Inggris menerbitkan Indeks Harga Konsumen tahunan, yang berada di 11,1% pada bulan Oktober jika dibandingkan dengan 10,1% pada bulan sebelumnya, pembacaan tertinggi dalam lebih dari empat dekade.
Imbal hasil Treasury AS mencerminkan kekhawatiran baru terkait pertumbuhan. Imbal hasil obligasi 2-tahun sedikit lebih tinggi, di 4,37%, sementara obligasi 10-tahun membayar 3,70%, turun sekitar 9 bp pada hari itu. AS menerbitkan laporan Penjualan Ritel yang optimis, yang naik 1,3% MoM pada bulan Oktober, lebih baik dari yang diantisipasi. Angka tersebut membuat saham turun di tengah spekulasi inflasi dapat melanjutkan kenaikannya, memaksa Federal Reserve AS untuk mempertahankan jalur pengetatan yang agresif. Alasan yang sama mendukung kenaikan imbal hasil di ujung kurva yang lebih pendek.
Selain itu, para pejabat bank sentral kembali melapor.

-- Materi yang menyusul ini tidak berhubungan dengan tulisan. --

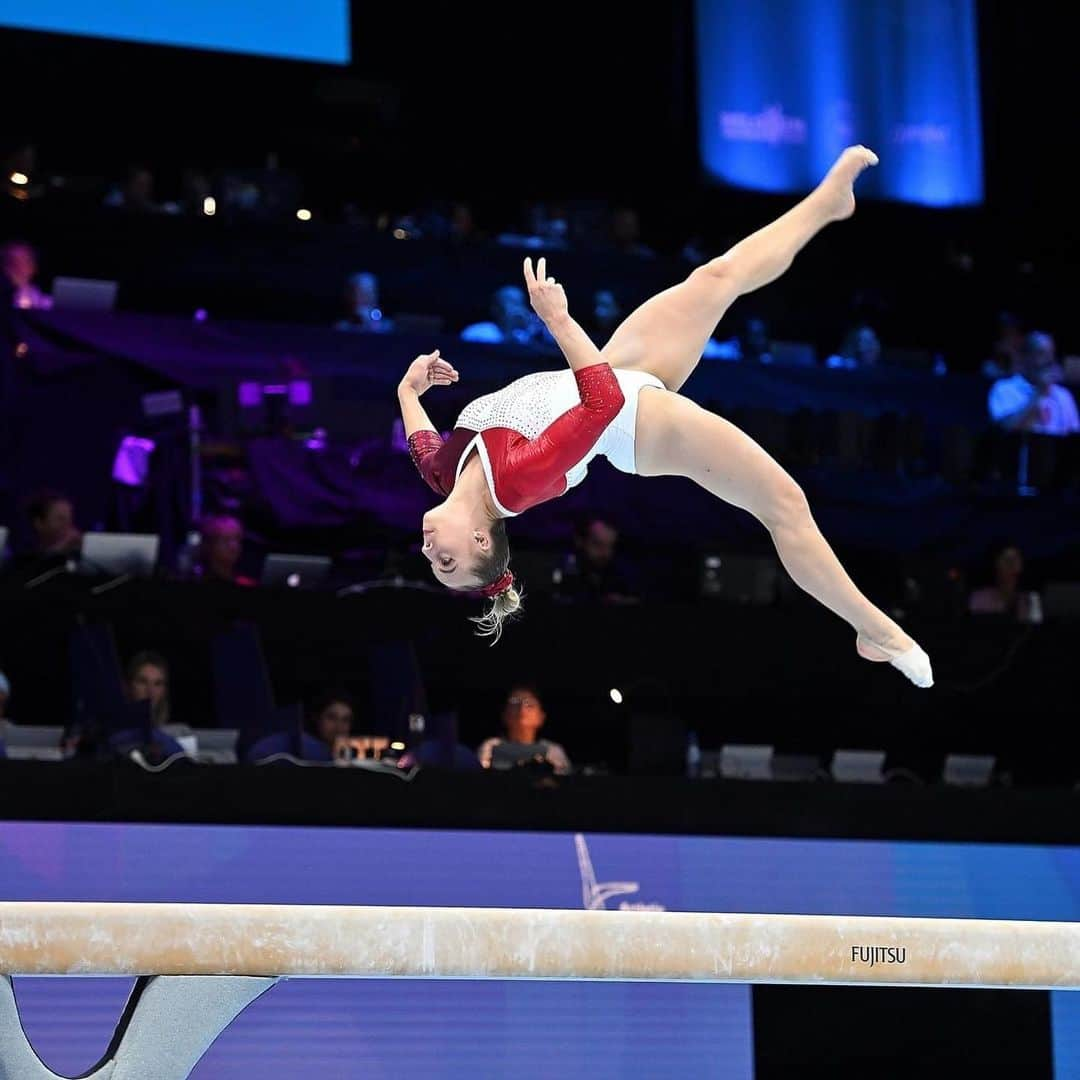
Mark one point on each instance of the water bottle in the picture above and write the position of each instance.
(1034, 608)
(692, 756)
(416, 726)
(187, 559)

Wakil Presiden Bank Sentral Eropa (ECB) Luis de Guindos mengatakan bahwa ECB akan melanjutkan normalisasi kebijakan dan melanjutkan kebijakan moneter yang ketat, meskipun anggota Dewan Pemerintahan Ignazio Visco menambahkan bahwa alasan untuk pendekatan ECB yang kurang agresif semakin menguat.

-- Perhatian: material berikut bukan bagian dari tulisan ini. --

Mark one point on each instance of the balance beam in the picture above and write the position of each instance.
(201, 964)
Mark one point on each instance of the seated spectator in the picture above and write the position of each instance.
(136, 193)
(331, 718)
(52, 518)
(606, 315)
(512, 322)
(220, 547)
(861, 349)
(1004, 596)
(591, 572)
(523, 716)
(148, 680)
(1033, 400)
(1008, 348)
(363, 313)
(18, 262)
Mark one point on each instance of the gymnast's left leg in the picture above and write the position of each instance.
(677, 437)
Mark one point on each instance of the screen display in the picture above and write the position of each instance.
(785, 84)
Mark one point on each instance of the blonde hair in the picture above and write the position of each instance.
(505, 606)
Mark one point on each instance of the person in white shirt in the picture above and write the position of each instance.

Di seberang atlantik, Presiden Federal Reserve (Fed) Kansas AS Esther George mengatakan Fed harus memperlambat laju kenaikan suku bunga, mengatakan bahwa kontraksi ekonomi mungkin diperlukan untuk menurunkan inflasi sektor jasa.
Akhirnya, ketegangan muncul di Tiongkok karena negara itu terus melaporkan peningkatan penularan virus corona. Lockdown regional menyebar ke seluruh negeri dan bahkan memicu protes di jalanan, kemungkinan memperburuk situasi.
Wall Street menghabiskan hari di zona merah, mengikuti jejak rekan-rekannya di luar negeri. Penurunan, bagaimanapun, telah dibatasi.
Australia akan mempublikasikan angka ketenagakerjaan Oktober pada hari Kamis. Negara ini diperkirakan telah menambahkan 15.000 posisi pekerjaan baru pada bulan tersebut, sementara tingkat pengangguran diperkirakan akan naik, menjadi 3,6% dari 3,5% saat ini.
Pasangan EURUSD diperdagangkan di sekitar 1,0370, sementara GBPUSD stabil di sekitar 1,1890. Mata uang terkait komoditas paling menderita, dengan AUDUSD turun ke wilayah 0,6720 dan USDCAD diperdagangkan di 1,3230. Ada sedikit aksi di sekitar mata uang safe-haven, dengan USDCHF dan USDJPY terbatas pada kisaran intraday yang ketat dan menetap di 0,9440 dan 139,60, masing-masing.
Emas mengkonsolidasikan kenaikan dan bertahan dalam level yang sudah dikenal, sekarang diperdagangkan di sekitar $1.773 per troy ons, sementara harga minyak mentah turun tipis, dengan barel WTI diperdagangkan di $85,50.